Par un arrêt du 25 février 2021(4)(5), la Cour a, pour la première fois, condamné un Etat membre aux deux types de sanction, somme forfaitaire et astreinte journalière, prévues par l’article 260, §3 pour absence de transposition et de communication des mesures de transposition d’une directive européenne.

En l’espèce, la Commission européenne n’a pas reçu de l’Espagne communication des mesures de transposition de la directive 2016/680 du 27 avril 2016 relative à la protection des données à caractère personnel dans le cadre de la prévention et de la détection des infractions pénales(6), dite directive Police – Justice, avant l’expiration du délai de transposition qui était fixé au 6 mai 2018. Après avoir adressé le 20 juillet 2018 à cet Etat membre une mise en demeure, la Commission européenne lui a adressé, le 25 janvier 2019, un avis motivé l’invitant à prendre les mesures nécessaires dans un délai de deux mois. Le 27 mars 2019, l’Espagne a informé la Commission que l’adoption des mesures en question était en cours.

Cependant, constatant tant l’absence d’adoption de celles-ci que de leur communication, la Commission a saisi la CJUE d’un recours en manquement à l’encontre de l’Espagne au motif qu’elle n’avait ni transposé ni respecté l’obligation de lui communiquer les mesures de transposition de la directive.

Rappelant sa jurisprudence habituelle selon laquelle un État membre ne saurait exciper de dispositions, de pratiques ou de situations de son ordre juridique interne pour justifier une inobservation des obligations résultant du droit de l’Union, la Cour souligne que le caractère intérimaire d’un gouvernement pendant la période pertinente, les dissolutions récurrentes d’un parlement national et la tenue de nouvelles élections, circonstances invoquées par le gouvernement espagnol, ne sauraient justifier le non-respect par un Etat membre du délai de transposition. Par ailleurs, un tel Etat membre ne saurait également invoquer le caractère prétendument court ou déraisonnable, lors de la procédure précontentieuse, des délais de réponse fixés dans la lettre de mise en demeure ou dans l’avis motivé lesquels auraient été, selon lui, de nature à remettre en cause l’occasion pour lui de se conformer à ses obligations découlant du droit de l’Union.

Interprétant et appliquant largement les dispositions de l’article 260, § 3 du TFUE, la Cour rappelle les objectifs de l’infliction tant d’une somme forfaitaire que de ceux d’une astreinte. Ainsi, si une astreinte est adaptée pour inciter un État membre à mettre fin, dans les plus brefs délais, à un manquement qui, en l’absence d’une telle mesure, aurait tendance à persister, la condamnation au paiement d’une somme forfaitaire repose davantage sur l’appréciation des conséquences du défaut d’exécution des obligations de l’État membre concerné sur les intérêts privés et publics, notamment lorsque le manquement a persisté pendant une longue période.

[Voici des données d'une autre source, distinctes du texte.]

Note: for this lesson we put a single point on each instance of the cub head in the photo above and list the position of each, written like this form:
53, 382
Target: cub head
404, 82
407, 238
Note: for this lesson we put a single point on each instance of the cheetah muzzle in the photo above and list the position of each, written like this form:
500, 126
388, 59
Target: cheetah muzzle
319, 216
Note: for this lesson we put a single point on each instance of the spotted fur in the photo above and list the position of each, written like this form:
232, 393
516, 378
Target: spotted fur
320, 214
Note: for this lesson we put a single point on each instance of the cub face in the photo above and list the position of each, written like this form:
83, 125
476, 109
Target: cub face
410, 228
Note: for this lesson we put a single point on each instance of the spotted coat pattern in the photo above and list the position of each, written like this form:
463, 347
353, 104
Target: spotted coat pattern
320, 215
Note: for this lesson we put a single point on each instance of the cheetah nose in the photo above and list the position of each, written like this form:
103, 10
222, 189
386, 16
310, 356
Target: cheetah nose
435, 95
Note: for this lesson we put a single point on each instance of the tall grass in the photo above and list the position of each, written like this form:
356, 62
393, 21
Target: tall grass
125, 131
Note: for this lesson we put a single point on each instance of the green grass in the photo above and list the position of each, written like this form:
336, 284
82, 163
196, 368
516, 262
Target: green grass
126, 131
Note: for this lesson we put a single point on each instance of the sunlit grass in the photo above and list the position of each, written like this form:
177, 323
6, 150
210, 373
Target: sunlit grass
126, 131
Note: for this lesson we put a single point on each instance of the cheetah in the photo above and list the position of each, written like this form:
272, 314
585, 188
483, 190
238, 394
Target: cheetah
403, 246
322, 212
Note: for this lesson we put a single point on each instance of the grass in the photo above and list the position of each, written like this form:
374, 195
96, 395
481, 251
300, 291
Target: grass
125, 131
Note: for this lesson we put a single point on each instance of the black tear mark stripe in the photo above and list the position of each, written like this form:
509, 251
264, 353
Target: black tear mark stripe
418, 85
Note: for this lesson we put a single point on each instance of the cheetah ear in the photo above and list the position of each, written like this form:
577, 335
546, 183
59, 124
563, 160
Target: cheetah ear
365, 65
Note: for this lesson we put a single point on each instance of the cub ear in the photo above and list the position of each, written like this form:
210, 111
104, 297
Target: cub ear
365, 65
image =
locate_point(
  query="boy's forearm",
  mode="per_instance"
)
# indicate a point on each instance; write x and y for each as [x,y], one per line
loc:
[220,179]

Par suite, relevant que l’absence ou l’insuffisance, au niveau national, de règles garantissant le bon fonctionnement de l’espace de liberté, de sécurité et de justice au sein de l’Union, auquel contribuela transposition de la directive 2016/680, doivent être considérées comme particulièrement graves compte tenu de leurs conséquences pour les intérêts publics et privés au sein de l’Union, qu’une durée d’infraction de plus d’un an et demi est conséquente, que la prévention effective de la répétition future d’infractions analogues au droit de l’Union est de nature à requérir l’adoption de mesures dissuasives et que le manquement reproché n’avait pas encore pris fin à la date de clôture de la procédure écrite devant elle, la Cour a condamné l’Espagne à une somme forfaitaire de 15 000 000 d’euros et à une astreinte journalière de 89 000 euros sous réserve, pour cette dernière, que le manquement persisterait à la date du prononcé de l’arrêt.

Enfin, prenant désormais ce type de décision en formation restreinte et non en Grande chambre, la Cour souhaite, semble-t-il, simplifier et accélérer l’instruction des recours en manquement fondés sur le moyen de la non-transposition d’une directive.